The files in this repo were used in the analysis for the paper Branching process descriptions of information cascades on Twitter. An arXiv preprint can be found here.
The file full_data_Marref_github.csv
contains all trees from the Marref dataset.
The file young_data_Marref_github.csv
contains the filtered set of trees from the Marref dataset, where the trees selected have their "birth" time (i.e., the timestamp of the seed node) occurring in the first half of the time window for data collection.
The file full_data_URLs_github.csv
contains all trees from the URLs dataset.
The file young_data_URLs_github.csv
contains the filtered set of trees from the URLs dataset, where the trees selected have their "birth" time (i.e., the timestamp of the seed node) occurring in the first half of the time window for data collection.
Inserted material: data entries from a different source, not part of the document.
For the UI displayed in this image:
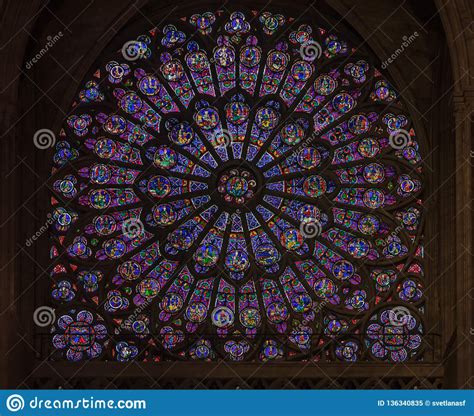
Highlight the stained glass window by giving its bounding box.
[51,11,424,362]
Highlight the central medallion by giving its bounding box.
[217,167,257,205]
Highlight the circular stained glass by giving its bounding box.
[51,5,426,362]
Each file contains 4 columns, with each row corresponding to one node in a tree.
- Column 1 contains a node index for a child node (i.e., a retweeting event).
- Column 2 contains the corresponding index for the parent node (i.e., the event that is rewteeted).
- Column 3 contains the tree identifier number.
- Column 4 contains the generation number of the node.
The seed node of each tree is labelled as node 1, and nodes in subsequent generations are labelled as nodes 2, 3, etc.
Timestamps for tweets are not included here, to ensure anonymity.